Infrastructure Pricing Shouldn't Maximize Profits

This is how they rob us.--SS     

Infrastructure Pricing Shouldn't Maximize Profits:

Brad Plumer's rundown of the promise and peril of infrastructure privatization is a must-read, but in terms of first-best optimal policy solutions it seems to me that this conversation begins and ends with the basic point that it's not in the public interest for access to infrastructure projects to be priced at a profit-maximizing level.

Imagine a city that owns, among other things, a bridge. Sometimes this bridge is very crowded. The smart thing for the city to do is to put a toll on the bridge and set the toll high enough to leave traffic uncongested. One benefit of that policy is that it drastically reduces the quantity of economic waste generated by people sitting in traffic. Another benefit of that policy is that the toll revenue allows the city to decrease taxes, which reduces the quantity of deadweight loss created by those taxes. So far so good. And in practical political terms, a privately owned bridge may well do a better job of remembering to set the price high at peak demand times than would a public agency. But suppose the bridge isn't crowded at nights or on weekends? Well here the optimal thing to do is to make the bridge toll-free.

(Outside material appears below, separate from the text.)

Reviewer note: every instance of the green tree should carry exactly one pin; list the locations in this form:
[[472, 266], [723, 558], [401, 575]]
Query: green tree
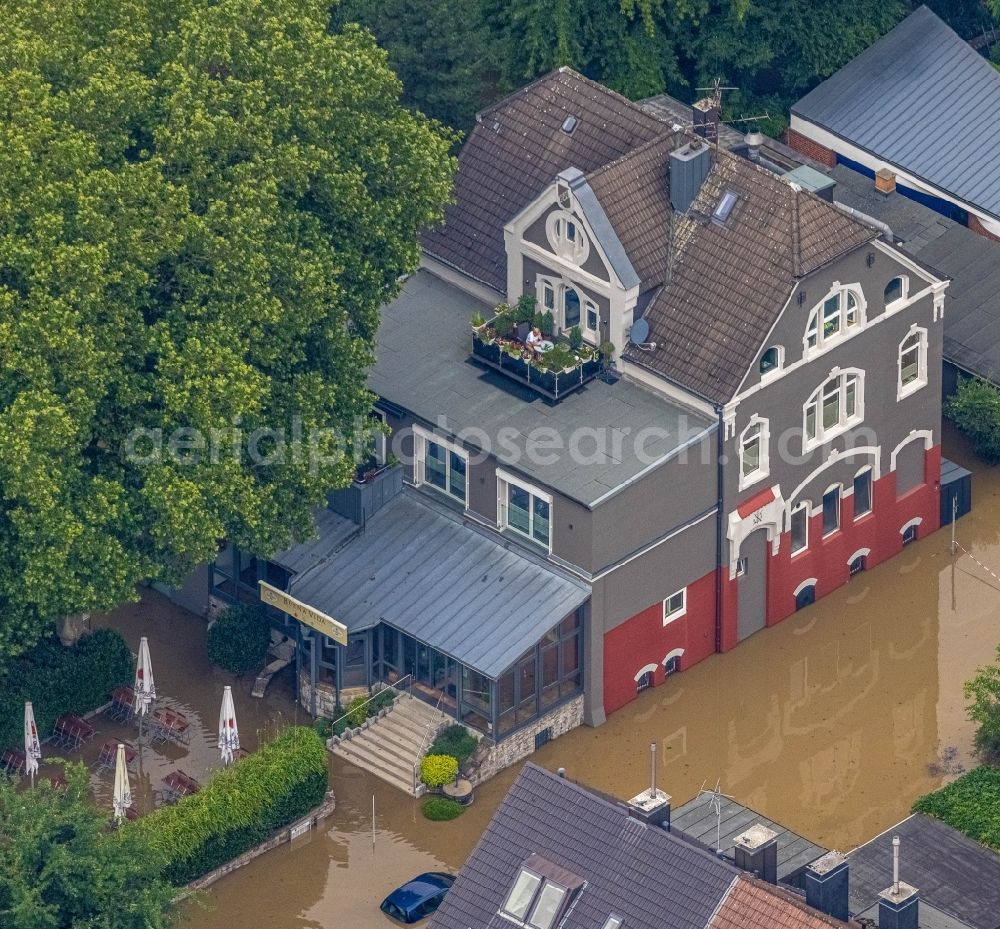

After all, the city has the damn thing and so people may as well use it. Among other things, making the bridge free at points when demand is low facilitates time-switching of trips so that people who want to avoid the toll during peak hours have every incentive to use the bridge some other time. A private bridge owner, by contrast, doesn't want to ever let the bridge be toll-free. He's not really interested in managing congestion efficiently or maximizing the overall social value of the bridge. If he's smart, he'll make the bridge cheaper at low-demand times than at high-demand ones but it's never profit maximizing to offer a free bridge.


Now in the real world, publicly owned transportation infrastructure is essentially never priced optimally as I outlined above. So it's very possible that in practice some jurisdictions are reaping some gains by moving to privatization. But in a structural sense, privatizing your bridges is a step toward locking bad pricing policies in permanently.